Recently there has been a movement to disinter, celebrate, revive publishers’ back lists, for example Simon and Schuster is placing far more emphasis than it used to on its dead and gone authors. Here is a salutary quote from Evelyn Waugh: in his Autobiography he noted that his first editor of The Time Machine had 16 pp of advertisements for popular novelists of 1895, much praised and ‘all, today, quite forgotten’. This is very sobering. But unsurprising. We have published 139 books. But must have read thousands. Which means that the 139 are a tiny, tiny proportion of the books we have read and that it is true the 16pp of books at the back of the HG Wells will most probably never be disinterred.

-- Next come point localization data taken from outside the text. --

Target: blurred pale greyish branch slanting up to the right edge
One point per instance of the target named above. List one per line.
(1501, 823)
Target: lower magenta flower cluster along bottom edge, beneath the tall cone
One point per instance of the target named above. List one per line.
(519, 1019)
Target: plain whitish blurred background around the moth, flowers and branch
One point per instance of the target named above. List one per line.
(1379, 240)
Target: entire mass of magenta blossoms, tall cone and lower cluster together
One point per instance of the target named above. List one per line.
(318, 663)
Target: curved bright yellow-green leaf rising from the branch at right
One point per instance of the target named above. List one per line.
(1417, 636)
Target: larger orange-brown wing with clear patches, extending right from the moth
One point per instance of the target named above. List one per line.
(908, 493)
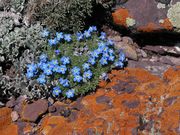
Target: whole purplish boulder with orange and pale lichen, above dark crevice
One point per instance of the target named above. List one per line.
(148, 16)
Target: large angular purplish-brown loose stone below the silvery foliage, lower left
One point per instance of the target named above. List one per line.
(33, 111)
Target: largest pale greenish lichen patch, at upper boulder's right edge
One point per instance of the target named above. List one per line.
(174, 15)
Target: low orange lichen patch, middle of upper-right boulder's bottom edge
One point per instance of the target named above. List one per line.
(150, 27)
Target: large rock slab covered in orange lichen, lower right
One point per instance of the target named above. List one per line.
(134, 102)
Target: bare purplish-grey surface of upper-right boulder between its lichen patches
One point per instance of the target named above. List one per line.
(149, 9)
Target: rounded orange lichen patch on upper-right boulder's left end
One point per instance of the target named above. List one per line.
(120, 16)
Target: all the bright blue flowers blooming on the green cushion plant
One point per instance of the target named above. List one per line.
(104, 55)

There was a delightful series on Radio 3 called Composers and their Dogs: it focused on Newfoundlands (Wagner); Old English Sheepdogs (Ethel Smyth); Poodles (Haydn and Chopin); Dachshunds (Britten and Bernstein); Cocker Spaniels (Elgar).

We do not want to get into the controversy over the Mary Wollstonecraft statue. Here, uncontroversially, is the beautiful portrait of her that, yes, we prefer. It’s in the National Portrait Gallery.

An exhibition has just opened at the Watta Gallery called Art & Action: Making Change in Victorian Britain. This is The Pinch of Poverty 1891 by Thomas Kennington (1856 – 1916), normally at the Foundling Museum. 

The House of Illustration is moving  – not far, just from King’s Cross to New River Head in Islington.

'The site is made up of four 18th and 19th-century industrial buildings that were instrumental in the history of London’s fresh drinking water supply.' It's a huge undertaking which will cost £8 million. But then illustration is a huge subject and it is excellent that so much money and effort is being put into displaying it;.

Finally, there is an exhibition at the Design Museum celebrating the work of Margaret Calvert (born 1936). Incredibly, she was only 22 when she was chosen to  design the signage for Gatwick Airport and only 24 when she was one of the designers for the motorway signs and for road signs (children crossing, workmen digging the road).